Controversial filmmaker Michael Moore reportedly brought sick Ground Zero relief workers to Cuba in a bid to show the communist nation's medical care is superior to the United States’.

Moore has spent the past two years filming his new documentary Sicko, a critique of U.S. drug companies and health insurers, which is set to debut at the Cannes Film Festival in France next month.

The New York Post claims the Oscar-winning director invited ailing responders, who assisted in the clean-up of lower Manhattan following the 9/11 attacks, to receive medical treatment in the Caribbean nation.

Cuba and the U.S. have been at odds since current Cuban President Fidel Castro overthrew Fulgencio Batista's capitalist government in the late 1950s and replaced it with a communist one. The U.S. sanctioned a trade embargo on Cuba in 1962, which remains to this day.

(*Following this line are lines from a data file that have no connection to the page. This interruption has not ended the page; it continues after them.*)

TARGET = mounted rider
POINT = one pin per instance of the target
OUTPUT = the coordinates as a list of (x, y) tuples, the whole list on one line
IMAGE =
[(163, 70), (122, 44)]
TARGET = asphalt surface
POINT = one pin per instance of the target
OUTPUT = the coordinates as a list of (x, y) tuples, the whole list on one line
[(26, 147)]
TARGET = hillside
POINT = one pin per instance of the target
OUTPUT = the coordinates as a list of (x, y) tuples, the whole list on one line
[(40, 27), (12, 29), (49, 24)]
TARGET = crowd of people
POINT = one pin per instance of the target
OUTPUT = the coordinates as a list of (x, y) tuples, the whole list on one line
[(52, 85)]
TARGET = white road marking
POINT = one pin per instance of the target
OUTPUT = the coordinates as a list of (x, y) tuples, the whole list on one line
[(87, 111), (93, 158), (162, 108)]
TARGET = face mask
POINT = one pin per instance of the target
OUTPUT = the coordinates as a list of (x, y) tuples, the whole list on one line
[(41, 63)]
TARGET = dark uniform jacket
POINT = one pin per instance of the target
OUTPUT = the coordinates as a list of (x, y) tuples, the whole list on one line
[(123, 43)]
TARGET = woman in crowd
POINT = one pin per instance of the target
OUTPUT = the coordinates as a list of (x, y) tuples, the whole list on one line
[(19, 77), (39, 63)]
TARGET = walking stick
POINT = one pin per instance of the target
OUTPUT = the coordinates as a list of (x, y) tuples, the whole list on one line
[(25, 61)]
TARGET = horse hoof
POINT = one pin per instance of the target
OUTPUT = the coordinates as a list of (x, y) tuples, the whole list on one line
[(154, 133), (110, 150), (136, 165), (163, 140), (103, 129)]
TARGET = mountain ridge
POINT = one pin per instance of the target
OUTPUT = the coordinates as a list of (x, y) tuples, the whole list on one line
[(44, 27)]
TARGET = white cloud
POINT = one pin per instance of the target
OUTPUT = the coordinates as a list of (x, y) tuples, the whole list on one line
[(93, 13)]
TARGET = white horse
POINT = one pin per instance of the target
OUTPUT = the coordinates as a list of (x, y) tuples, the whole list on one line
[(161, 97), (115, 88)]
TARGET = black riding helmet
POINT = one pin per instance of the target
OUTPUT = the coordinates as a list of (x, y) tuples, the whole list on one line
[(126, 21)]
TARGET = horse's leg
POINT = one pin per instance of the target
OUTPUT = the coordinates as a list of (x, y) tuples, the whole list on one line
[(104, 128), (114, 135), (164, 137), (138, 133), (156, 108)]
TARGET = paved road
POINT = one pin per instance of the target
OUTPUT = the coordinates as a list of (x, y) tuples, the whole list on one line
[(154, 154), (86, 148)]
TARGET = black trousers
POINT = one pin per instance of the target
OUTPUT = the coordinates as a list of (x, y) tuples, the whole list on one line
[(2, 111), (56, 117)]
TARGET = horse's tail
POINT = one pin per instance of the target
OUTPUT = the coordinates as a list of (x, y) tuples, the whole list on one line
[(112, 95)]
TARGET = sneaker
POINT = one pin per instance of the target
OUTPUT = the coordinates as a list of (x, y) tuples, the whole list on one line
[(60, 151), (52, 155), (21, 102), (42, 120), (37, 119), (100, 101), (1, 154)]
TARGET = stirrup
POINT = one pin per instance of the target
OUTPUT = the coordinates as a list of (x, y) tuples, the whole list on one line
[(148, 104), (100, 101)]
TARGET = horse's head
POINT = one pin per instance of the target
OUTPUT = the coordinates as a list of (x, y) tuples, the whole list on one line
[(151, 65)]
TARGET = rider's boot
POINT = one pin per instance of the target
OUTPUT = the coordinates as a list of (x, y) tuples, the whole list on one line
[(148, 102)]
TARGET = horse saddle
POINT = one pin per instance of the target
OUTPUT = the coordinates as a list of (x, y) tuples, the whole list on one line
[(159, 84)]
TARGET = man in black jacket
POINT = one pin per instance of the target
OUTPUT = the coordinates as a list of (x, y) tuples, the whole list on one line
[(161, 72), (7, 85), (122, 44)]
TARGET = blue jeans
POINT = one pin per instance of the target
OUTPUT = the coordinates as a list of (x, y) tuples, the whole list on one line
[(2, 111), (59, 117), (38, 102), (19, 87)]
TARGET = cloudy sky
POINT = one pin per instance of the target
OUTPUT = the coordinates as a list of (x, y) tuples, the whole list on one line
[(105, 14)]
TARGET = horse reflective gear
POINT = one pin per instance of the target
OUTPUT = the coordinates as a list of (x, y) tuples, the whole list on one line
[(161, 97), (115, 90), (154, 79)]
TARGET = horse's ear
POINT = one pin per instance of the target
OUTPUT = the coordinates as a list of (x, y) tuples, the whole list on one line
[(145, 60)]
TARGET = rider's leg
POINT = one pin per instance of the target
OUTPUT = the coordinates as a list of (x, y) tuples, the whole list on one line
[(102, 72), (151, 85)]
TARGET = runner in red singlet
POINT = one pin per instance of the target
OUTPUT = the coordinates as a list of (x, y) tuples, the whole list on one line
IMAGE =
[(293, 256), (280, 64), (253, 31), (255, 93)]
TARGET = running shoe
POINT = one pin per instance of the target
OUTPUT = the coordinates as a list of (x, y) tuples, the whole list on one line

New Jersey ironworker Joe Picurro, who worked at Ground Zero, said he received an invitation from Moore, but, "I would rather die in America than go to Cuba. I just laughed. I couldn't do it."

Disabled medic Michael McCormack said he was willing to go to Cuba, but Moore's invitation fell through.

McCormack says, "What he wanted to do is shove it up George W. (Bush)’s rear end that 9/11 heroes had to go to a communist country to get adequate health care. You're promised that you're going to be taken care of and then you find out you're not. He's trying to profiteer off of our suffering."